Do not carry your social security card or credit cards you rarely use. Cancel credit cards you will not use. Photocopy the contents of your wallet and keep it in a secure place. Opt out of pre-approved card offers at 1-888-5opt-out.
Check bank and credit card statements monthly to check for unfamiliar activity. Check your credit report annually (free):
- If you think you have been scammed or your identity stolen: www.annualcreditreport.com
Build a relationship with people who assist you, whether in the home, at the bank, or sell you major purchases.

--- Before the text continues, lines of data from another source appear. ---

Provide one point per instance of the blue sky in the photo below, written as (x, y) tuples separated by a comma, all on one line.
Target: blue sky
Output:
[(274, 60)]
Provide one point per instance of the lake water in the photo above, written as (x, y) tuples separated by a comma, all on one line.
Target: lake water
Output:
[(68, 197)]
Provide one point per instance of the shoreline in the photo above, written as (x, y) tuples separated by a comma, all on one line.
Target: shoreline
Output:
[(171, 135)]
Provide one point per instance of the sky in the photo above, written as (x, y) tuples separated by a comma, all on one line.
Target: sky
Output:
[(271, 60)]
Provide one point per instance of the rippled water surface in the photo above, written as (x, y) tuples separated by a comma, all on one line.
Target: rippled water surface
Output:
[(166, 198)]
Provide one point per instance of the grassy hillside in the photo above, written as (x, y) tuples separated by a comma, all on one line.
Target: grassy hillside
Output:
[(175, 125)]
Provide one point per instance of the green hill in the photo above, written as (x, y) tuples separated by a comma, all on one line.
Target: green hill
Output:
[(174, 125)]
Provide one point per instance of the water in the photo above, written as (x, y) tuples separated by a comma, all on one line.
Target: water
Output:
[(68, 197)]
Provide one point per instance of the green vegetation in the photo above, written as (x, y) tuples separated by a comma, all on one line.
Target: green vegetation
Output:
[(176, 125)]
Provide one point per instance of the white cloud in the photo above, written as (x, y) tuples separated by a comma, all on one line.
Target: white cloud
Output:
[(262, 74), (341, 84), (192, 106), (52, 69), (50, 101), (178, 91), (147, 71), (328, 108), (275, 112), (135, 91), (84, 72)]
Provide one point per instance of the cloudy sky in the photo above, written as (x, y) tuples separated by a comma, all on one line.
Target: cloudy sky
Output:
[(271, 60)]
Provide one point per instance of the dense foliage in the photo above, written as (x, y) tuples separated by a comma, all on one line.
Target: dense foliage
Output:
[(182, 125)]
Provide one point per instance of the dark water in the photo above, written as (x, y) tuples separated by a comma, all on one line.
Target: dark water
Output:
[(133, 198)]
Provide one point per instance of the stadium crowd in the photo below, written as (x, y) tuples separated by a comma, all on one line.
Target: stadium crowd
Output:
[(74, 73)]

Trust your intuition. Don’t give money to strangers! If you are buying a car and the sales person asks you for cash for “extras”, be wary. If someone asks for a cash deposit and gives you no paperwork for services to be rendered, be suspicious. Hold off on making payment until you can check credentials. All home contractors are required by law to be registered in NJ and should have documentation. Any sales person should have a business card with their contact information on it. Scammers use pressure and guilt. Legitimate sales people will back down when you say “No thank you.”
1. Report it immediately to any institutions involved (bank, credit card company, etc).
2. File a police report with local police.
3. Save all documentation, take notes on all phone calls related to the situation. Get names of people you speak with. Seek help from Mercer County Consumer Affairs: 609-989-6671.
Taking some simple precautions and being a wary consumer can help you avoid a lot of trouble. Be safe!